Compute

Shifting gears, as always our final set of benchmarks is a look at compute performance. As we have seen with GTX 680, GK104 appears to be significantly less balanced between rendering and compute performance than GF110 or GF114 were, and as a result compute performance suffers.  Cache and register file pressure in particular seem to give GK104 grief, which means that GK104 can still do well in certain scenarios, but falls well short in others.

Our first compute benchmark comes from Civilization V, which uses DirectCompute to decompress textures on the fly. Civ V includes a sub-benchmark that exclusively tests the speed of their texture decompression algorithm by repeatedly decompressing the textures required for one of the game’s leader scenes. Note that this is a DX11 DirectCompute benchmark.

It’s quite shocking to see the GTX 670 do so well here. For sure it’s struggling relative to the Radeon HD 7900 series and the GTX 500 series, but compared to the GTX 680 it’s only trailing by 4%. This is a test that should cause the gap between the two cards to open up due to the lack of shader performance, but clearly that this not the case. Perhaps we’ve been underestimating the memory bandwidth needs of this test? If that’s the case, given AMD’s significant memory bandwidth advantage it certainly helps to cement the 7970’s lead.

Our next benchmark is SmallLuxGPU, the GPU ray tracing branch of the open source LuxRender renderer. We’re now using a development build from the version 2.0 branch, and we’ve moved on to a more complex scene that hopefully will provide a greater challenge to our GPUs.

SmallLuxGPU on the other hand finally shows us that larger gap we’ve been expecting between the GTX 670 and GTX 680. The GTX 680’s larger number of SMXes and higher clockspeed cause the GTX 670 to fall behind by 10%, performing worse than the GTX 570 or even the GTX 470. More so than any other test, this is the test that drives home the point that GK104 isn’t a strong compute GPU while AMD offers nothing short of incredible compute performance.

For our next benchmark we’re looking at AESEncryptDecrypt, an OpenCL AES encryption routine that AES encrypts/decrypts an 8K x 8K pixel square image file.
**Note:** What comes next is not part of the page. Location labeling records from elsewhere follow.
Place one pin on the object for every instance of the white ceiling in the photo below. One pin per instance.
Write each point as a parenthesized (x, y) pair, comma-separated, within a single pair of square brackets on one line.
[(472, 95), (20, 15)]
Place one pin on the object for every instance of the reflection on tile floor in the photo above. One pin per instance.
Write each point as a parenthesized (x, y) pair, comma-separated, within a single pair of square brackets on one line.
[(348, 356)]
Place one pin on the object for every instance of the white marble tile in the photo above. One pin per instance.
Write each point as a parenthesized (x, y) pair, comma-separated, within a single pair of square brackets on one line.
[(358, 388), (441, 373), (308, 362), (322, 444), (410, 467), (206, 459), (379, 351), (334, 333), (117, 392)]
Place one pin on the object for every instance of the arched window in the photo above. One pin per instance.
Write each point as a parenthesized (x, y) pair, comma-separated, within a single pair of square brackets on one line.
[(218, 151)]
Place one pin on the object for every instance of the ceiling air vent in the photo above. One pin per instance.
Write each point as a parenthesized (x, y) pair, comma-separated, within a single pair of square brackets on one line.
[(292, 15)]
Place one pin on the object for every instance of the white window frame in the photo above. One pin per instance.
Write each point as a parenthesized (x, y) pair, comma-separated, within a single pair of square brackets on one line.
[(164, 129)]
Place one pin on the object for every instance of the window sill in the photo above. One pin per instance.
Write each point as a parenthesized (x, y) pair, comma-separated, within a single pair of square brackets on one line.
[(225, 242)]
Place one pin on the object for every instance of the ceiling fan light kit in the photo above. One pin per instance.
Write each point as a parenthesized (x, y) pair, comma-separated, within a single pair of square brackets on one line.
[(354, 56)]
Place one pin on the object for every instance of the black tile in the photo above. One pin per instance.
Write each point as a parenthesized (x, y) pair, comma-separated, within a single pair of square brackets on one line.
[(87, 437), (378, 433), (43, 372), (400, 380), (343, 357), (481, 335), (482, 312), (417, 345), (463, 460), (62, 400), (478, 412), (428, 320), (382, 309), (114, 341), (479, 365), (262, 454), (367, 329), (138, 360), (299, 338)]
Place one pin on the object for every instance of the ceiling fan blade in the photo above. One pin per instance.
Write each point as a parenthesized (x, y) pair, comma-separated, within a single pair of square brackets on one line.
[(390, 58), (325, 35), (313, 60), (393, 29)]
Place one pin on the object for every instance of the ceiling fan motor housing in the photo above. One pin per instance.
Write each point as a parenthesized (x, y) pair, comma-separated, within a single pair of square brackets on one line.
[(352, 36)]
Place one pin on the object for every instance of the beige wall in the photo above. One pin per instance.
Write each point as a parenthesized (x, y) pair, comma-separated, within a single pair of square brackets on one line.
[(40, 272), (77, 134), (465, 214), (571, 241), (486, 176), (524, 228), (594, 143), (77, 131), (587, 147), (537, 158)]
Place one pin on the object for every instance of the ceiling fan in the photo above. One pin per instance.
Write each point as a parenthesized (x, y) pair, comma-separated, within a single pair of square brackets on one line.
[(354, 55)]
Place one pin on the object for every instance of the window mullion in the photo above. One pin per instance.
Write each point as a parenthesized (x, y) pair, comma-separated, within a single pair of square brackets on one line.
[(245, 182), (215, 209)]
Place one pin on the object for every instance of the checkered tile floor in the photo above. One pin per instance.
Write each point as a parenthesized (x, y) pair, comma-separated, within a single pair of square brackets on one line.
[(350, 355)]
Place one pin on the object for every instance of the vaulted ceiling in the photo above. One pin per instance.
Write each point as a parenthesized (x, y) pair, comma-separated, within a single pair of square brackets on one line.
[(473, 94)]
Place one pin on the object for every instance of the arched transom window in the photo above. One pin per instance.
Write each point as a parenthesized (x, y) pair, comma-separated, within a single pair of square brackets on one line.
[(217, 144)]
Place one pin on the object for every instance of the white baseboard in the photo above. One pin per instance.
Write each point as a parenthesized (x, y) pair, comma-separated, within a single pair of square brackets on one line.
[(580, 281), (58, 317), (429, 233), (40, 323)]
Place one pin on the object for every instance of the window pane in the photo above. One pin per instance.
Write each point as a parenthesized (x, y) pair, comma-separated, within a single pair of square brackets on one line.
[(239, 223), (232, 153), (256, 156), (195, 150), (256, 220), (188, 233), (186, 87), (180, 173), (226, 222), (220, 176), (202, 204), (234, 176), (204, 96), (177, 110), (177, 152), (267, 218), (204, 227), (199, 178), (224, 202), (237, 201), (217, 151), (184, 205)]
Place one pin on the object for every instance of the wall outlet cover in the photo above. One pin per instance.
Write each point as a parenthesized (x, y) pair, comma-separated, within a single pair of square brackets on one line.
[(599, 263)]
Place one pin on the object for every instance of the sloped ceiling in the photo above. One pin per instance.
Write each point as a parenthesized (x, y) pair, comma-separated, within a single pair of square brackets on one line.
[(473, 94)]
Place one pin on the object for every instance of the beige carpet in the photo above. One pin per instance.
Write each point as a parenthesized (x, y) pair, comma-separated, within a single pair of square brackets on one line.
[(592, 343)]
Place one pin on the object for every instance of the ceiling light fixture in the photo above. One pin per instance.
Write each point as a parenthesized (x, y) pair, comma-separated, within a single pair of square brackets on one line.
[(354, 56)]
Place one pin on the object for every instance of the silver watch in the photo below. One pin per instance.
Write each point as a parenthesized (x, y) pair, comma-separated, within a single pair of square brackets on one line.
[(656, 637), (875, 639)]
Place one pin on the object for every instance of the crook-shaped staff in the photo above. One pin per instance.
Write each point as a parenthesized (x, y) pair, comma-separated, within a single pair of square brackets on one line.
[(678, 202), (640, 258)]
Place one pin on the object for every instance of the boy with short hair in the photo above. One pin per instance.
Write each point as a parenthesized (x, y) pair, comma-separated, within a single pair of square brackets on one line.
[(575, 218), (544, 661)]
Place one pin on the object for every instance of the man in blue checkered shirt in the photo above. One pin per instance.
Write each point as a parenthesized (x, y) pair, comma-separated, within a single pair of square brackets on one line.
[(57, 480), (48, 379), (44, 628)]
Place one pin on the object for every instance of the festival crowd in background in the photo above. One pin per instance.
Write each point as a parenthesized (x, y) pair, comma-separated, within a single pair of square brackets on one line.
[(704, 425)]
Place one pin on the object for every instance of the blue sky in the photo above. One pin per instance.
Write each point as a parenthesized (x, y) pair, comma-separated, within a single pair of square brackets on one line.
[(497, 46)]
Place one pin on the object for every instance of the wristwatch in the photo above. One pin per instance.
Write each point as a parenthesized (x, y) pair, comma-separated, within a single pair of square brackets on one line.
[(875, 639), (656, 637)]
The results of this benchmark are the average time to encrypt the image over a number of iterations of the AES cypher.

Once again the GTX 670 has a weak showing here, although not as bad as with SmallLuxGPU. Still, it’s enough to fall behind the GTX 570; but at least it’s enough to beat the 7950. Clockspeeds help as showcased by the EVGA GTX 670SC but nothing really makes up for the missing SMX.

Our foruth benchmark is once again looking at compute shader performance, this time through the Fluid simulation sample in the DirectX SDK. This program simulates the motion and interactions of a 16k particle fluid using a compute shader, with a choice of several different algorithms. In this case we’re using an (O)n^2 nearest neighbor method that is optimized by using shared memory to cache data.

For reasons we’ve yet to determine, this benchmark strongly dislikes GTX 670 in particular. There doesn’t seem to be a performance regression in NVIDIA’s drivers, and there’s not an incredible gap due to TDP, it just struggles on the GTX 670. As a result performance of the GTC 670 only hits 42% of the GTX 680, which is well below what the GTX 670 should theoretically be getting. Barring some kind of esoteric reaction between this program and the unbalanced GPC a driver issue is still the most likely culprit, but it looks to only affect the GTX 670.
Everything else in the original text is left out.